Quite the contrary is stated by the Church. After adumbrating the long list of relations of the Church to all other religions, she states:

"In all of Christ's disciples the Spirit arouses the desire to be peacefully united, in the manner determined by Christ, as one flock under one shepherd, and He prompts them to pursue this end. ... Wherefore to promote the glory of God and procure the salvation of all of these, and mindful of the command of the Lord, 'Preach the Gospel to every creature', the Church fosters the missions with care and attention." (Lumen Gentium 15, 16)

They can be saved, but not where and how they are. Those seperated brethren who are in the Spirit are impelled by the Spirit to seek Christian unity.

The quotation you are using on them being a "means of salvation" needs to be put in its whole context:

"For the Spirit of Christ has not refrained from using them as means of salvation which derive their efficacy from the very fullness of grace and truth entrusted to the Church. Nevertheless, our separated brethren, whether considered as individuals or as Communities and Churches, are not blessed with that unity which Jesus Christ wished to bestow on all those who through Him were born again into one body, and with Him quickened to newness of life-that unity which the Holy Scriptures and the ancient Tradition of the Church proclaim. For it is only through Christ's Catholic Church, which is "the all-embracing means of salvation," that they can benefit fully from the means of salvation. We believe that Our Lord entrusted all the blessings of the New Covenant to the apostolic college alone, of which Peter is the head, in order to establish the one Body of Christ on earth to which all must be fully incorporated who belong in any way to the people of God." (Unitatis Redintegratio, 3)
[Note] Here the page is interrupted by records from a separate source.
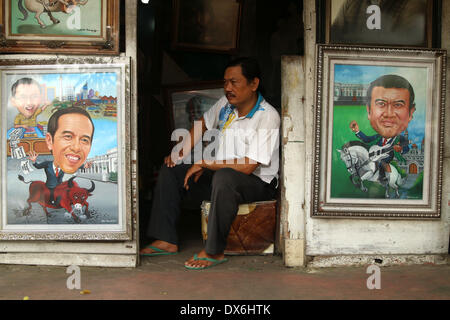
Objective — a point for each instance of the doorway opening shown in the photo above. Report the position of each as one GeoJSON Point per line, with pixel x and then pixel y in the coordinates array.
{"type": "Point", "coordinates": [265, 30]}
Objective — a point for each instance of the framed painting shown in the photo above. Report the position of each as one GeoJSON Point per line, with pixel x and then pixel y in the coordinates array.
{"type": "Point", "coordinates": [188, 102]}
{"type": "Point", "coordinates": [380, 22]}
{"type": "Point", "coordinates": [378, 132]}
{"type": "Point", "coordinates": [207, 25]}
{"type": "Point", "coordinates": [56, 26]}
{"type": "Point", "coordinates": [65, 164]}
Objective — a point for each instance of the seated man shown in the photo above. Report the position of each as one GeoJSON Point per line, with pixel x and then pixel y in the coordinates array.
{"type": "Point", "coordinates": [245, 167]}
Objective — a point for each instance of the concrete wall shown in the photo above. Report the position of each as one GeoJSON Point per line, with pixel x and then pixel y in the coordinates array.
{"type": "Point", "coordinates": [331, 237]}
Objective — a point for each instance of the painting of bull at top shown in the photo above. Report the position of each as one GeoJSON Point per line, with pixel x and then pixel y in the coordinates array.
{"type": "Point", "coordinates": [60, 26]}
{"type": "Point", "coordinates": [62, 140]}
{"type": "Point", "coordinates": [57, 17]}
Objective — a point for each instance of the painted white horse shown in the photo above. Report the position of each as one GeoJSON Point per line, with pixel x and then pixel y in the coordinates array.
{"type": "Point", "coordinates": [47, 6]}
{"type": "Point", "coordinates": [356, 158]}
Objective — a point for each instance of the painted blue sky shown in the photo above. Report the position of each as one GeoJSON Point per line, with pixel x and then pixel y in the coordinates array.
{"type": "Point", "coordinates": [103, 82]}
{"type": "Point", "coordinates": [417, 76]}
{"type": "Point", "coordinates": [105, 137]}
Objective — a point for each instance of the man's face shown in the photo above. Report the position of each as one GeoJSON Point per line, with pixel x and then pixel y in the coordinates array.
{"type": "Point", "coordinates": [72, 142]}
{"type": "Point", "coordinates": [27, 99]}
{"type": "Point", "coordinates": [237, 89]}
{"type": "Point", "coordinates": [389, 112]}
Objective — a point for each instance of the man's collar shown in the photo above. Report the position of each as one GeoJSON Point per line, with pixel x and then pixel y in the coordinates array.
{"type": "Point", "coordinates": [255, 108]}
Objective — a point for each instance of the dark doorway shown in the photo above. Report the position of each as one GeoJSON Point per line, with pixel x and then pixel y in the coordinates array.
{"type": "Point", "coordinates": [268, 29]}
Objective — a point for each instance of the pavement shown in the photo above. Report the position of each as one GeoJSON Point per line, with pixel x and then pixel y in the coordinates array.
{"type": "Point", "coordinates": [241, 278]}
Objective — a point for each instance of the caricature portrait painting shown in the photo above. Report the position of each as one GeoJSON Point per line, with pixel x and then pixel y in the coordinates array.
{"type": "Point", "coordinates": [351, 83]}
{"type": "Point", "coordinates": [378, 119]}
{"type": "Point", "coordinates": [63, 139]}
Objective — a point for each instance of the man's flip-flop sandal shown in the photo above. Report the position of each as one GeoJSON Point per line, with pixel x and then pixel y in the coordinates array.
{"type": "Point", "coordinates": [215, 262]}
{"type": "Point", "coordinates": [158, 252]}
This is why I directed your attention to Paragraph 851.

851 Missionary motivation. It is from God's love for all men that the Church in every age receives both the obligation and the vigor of her missionary dynamism, "for the love of Christ urges us on." Indeed, God "desires all men to be saved and to come to the knowledge of the truth"; that is, God wills the salvation of everyone through the knowledge of the truth. Salvation is found in the truth. Those who obey the prompting of the Spirit of truth are already on the way of salvation. But the Church, to whom this truth has been entrusted, must go out to meet their desire, so as to bring them the truth. Because she believes in God's universal plan of salvation, the Church must be missionary.

Protestantism is not the truth, because the truth is one and is possessed by those who hold the Catholic Faith. Rather, the Catechism proposes that the truth is someting brought to men on this earth by the Church. Protestants not seeking unity are not obeying the promptings of the Spirit.

Protestantism is a means of salvation to the extent that Protestants use the Bible and their worship and Baptism to rediscover the underlying Catholic Faith and Unity from which they sprang.